Carbon dioxide ($CO_2$) from the injudicious use of fossil fuels has been considered as the main source of greenhouse gas. Hence, $CO_2$ reduction is the most important due to widespread concerns regarding their contribution to climate change. Many processes are being implemented to sequester $CO_2$ including physical, chemical fixation, geological sequestration, membrane technology. On the other hands, biological processes could potentially make a significant contribute to carbon capture and utilization. Although $CO_2$ was stable that it was difficult to conversion of $CO_2$ to useful resources due to strong covalent bonds, microbial catalyzed electro-chemical reduction in microbial electro-synthesis systems (MES) could reduce the $CO_2$ to useful resources with additional energy. A key advantage of MES is that renewable energy and renewable products (e.g., methane) could be generated at low costs. However, the slow conversion rate should be overcome for the practical application of MES.
The primary objective of this study was to fabricate the hollow-fiber shape of electrode with carbon nanotubes (CNTs) apply on the MES system and improve $CO_2$ conversion rate using the mass transfer by convectional flow into CHF electrode used as a cathode. This is a new approach in comparison to previous work in which novel electrode could overcome the mass transfer system on MES
To achieve this, carbon hollow fiber (CHF) was fabricated to a used electrode on the MES system. The properties of CHF showed high specific surface area (77.81 $m^2$/g), fair conductivity (57.5 S/cm) and mesoporous structure (13.8 nm). Hydrogenotrophic methanogens which are known to metabolize $H_2$ and $CO_2$ to methane were inoculated from anaerobic sludge, and successfully prepared as the biotic electrode on CHF by 1.5 V from the power supply for 60 days. As a result, it was confirmed that the current density increased with incubation time from the linear sweep voltammograms (LSV) test at the onset potential about 0.9 V. Methane production rate and coulombic efficiency gradually increased to 3.07 L$m^{-2}d^{-1}$ and 82% after 60 days. The microbial community at the biocathode was dominated by a genus of Archaea and one bacteria. The Archaeal genotypes were most closely related to Methanobrevibacter and Methanobacterium. Besides methanogenic Archaea, bacteria with hydrogenophaga seemed to be associated with methane production, producing hydrogen as an intermediate.
Next, several of operation parameter (pH, potential, the concentration of $NaHCO_3$) conditions on the MES system was operated to find optimal condition. Respectively, methane production rate was the highest (4.79L$m^{-2}d^{-1}$) at 1.1 V, while the highest coulombic efficiency achieved at 0.9 V (vs. Ag/AgCl) due to electrons were consumed during the side reaction such as the production of hydrogen by water decomposition. Also, microorganisms were more active at neutral pHs than acidic conditions. In case of concentration of $NaHCO_3$, 6g/L of $NaHCO_3$ showed the highest coulombic efficiency among tested range from 0.5 g/L (0.006 mol-$Na^+$/L) to 12 g/L (0.14 mol-$Na^+$/L). However, it can be confirmed that methane production rate and coulombic efficiency are low at 12 g/L (0.14 mol-$Na^+$/L) despite the high concentration of $HCO3^-$ due to the inhibition of sodium ions.

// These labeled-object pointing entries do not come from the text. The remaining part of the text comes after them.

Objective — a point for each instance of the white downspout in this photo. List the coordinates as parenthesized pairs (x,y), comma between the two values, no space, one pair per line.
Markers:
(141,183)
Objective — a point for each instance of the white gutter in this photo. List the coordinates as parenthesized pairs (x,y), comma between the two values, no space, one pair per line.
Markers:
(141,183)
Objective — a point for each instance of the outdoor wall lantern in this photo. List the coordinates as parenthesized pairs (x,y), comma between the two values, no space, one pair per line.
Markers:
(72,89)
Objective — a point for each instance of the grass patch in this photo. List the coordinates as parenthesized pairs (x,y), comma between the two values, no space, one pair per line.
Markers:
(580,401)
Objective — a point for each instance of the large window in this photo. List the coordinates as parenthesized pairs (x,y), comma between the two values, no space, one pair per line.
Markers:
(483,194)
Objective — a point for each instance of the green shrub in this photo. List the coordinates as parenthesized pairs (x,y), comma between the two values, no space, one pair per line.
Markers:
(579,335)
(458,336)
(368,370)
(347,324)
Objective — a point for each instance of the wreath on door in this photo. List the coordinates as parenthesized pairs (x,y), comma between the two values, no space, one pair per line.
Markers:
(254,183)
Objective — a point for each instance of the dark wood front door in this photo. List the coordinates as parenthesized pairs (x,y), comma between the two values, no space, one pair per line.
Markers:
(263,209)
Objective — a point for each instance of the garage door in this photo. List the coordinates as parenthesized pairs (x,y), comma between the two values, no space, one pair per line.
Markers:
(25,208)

In the third session, we develop the novel flow-through system for reduction of $CO_2$. The results of LSV showed the onset potential of the flow-through system was less negative voltage than a static system. In addition, higher electron recovery in the form of methane (~96.14%) was also observed. Overall, the flow-through system explained the higher methane production rate of 6.62 L/$m^2$/day from direct $CO_2$ flow through the attached microorganisms of CHF electrode, compared to 3.07 L/$m^2$/day for the static electrode.
In conclusion, the novel CHF electrode design and modified the flow-through operation can overcome the methane conversion rate of conventional bio-reactor.